I was able to get it working using the following code. It could possibly be improved for efficiency but for small lists, it works great.
/**
* Compares to parable objects to find out whether they overlap.
* It is assumed that the interval is in the format [from,to) (read: from is inclusive, to is exclusive).

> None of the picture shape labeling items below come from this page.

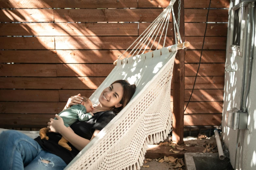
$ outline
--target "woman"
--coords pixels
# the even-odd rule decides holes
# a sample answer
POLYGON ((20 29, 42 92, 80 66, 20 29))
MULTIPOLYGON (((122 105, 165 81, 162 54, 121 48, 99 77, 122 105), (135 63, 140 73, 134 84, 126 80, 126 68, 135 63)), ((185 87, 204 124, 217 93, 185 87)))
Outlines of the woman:
MULTIPOLYGON (((128 103, 134 94, 135 85, 118 80, 103 90, 99 104, 93 109, 93 118, 85 121, 77 121, 70 127, 71 132, 58 115, 58 120, 50 119, 47 127, 49 139, 35 139, 13 130, 0 134, 0 166, 4 170, 62 170, 95 136, 128 103), (69 142, 70 151, 58 144, 62 136, 69 142), (24 167, 23 169, 23 167, 24 167)), ((64 109, 81 103, 80 94, 71 97, 64 109)))

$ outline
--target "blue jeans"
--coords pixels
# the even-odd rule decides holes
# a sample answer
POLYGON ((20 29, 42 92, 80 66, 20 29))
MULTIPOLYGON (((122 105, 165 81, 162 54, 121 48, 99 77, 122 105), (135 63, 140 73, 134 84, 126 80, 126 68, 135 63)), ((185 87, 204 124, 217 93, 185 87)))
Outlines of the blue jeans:
POLYGON ((12 130, 0 134, 2 170, 59 170, 66 166, 60 157, 42 149, 24 134, 12 130))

* A null value is interpreted as infinity
*/
checkScheduleForOverlap: function (dateRanges) {
function dateRangeOverlaps (a_start, a_end, b_start, b_end) {
if (a_start <= b_start && b_start <= a_end) return true; // b starts in a
if (a_start <= b_end && b_end <= a_end) return true; // b ends in a
if (b_start < a_start && a_end < b_end) return true; // a in b
return false;
}
function multipleDateRangeOverlaps () {
var i, j;
if (arguments.length % 2 !== 0)
throw new TypeError('Arguments length must be a multiple of 2');
for (i = 0; i < arguments.length - 2; i += 2) {
for (j = i + 2; j < arguments.length; j += 2) {
if (
dateRangeOverlaps(
arguments[i], arguments[i + 1],
arguments[j], arguments[j + 1]
)
) return true;
}
}
return false;
}
var result = {
overlappingDays: [],
overlap: false
};
// for every Schedule
for (let i = 0; i < dateRanges.length; i++) {
var current = dateRanges[i];
// current Schedule
var startTime1 = current.StartTime;
var stopTime1 = current.StopTime;
current.DaysOfWeek.forEach(function (currDay) {
// console.log('currentScheduleDay', currDay);
// for every OTHER schedule
for (let j = 0; j < dateRanges.length; j++) {
var nextSchedule = dateRanges[j];
if (j === i) {
continue;
}
nextSchedule.DaysOfWeek.forEach(function (nextDay) {
// console.log('nextScheduleDay', nextDay);
if (nextDay === currDay) {
// next Schedule
var startTime2 = nextSchedule.StartTime;
var stopTime2 = nextSchedule.StopTime;
// var overlap = (startTime1 <= stopTime2) && (stopTime1 >= startTime2);
var overlap = multipleDateRangeOverlaps(startTime1, stopTime1, startTime2, stopTime2);
// store the result
if (overlap) {
// yes, there is overlap
result.overlap = true;
// store the specific ranges that overlap
result.overlappingDays.push(currDay);
}
}
});
}
});
}
// remove duplicates in result
var obj = {};
for (var i = 0, len = result.overlappingDays.length; i < len; i++) {
obj[result.overlappingDays[i]] = result.overlappingDays[i];
}
result.overlappingDays = new Array();
for (var key in obj) {
result.overlappingDays.push(obj[key]);
}
if (result.overlappingDays) {
this.scheduleDaysOverlap = result.overlappingDays;
}
}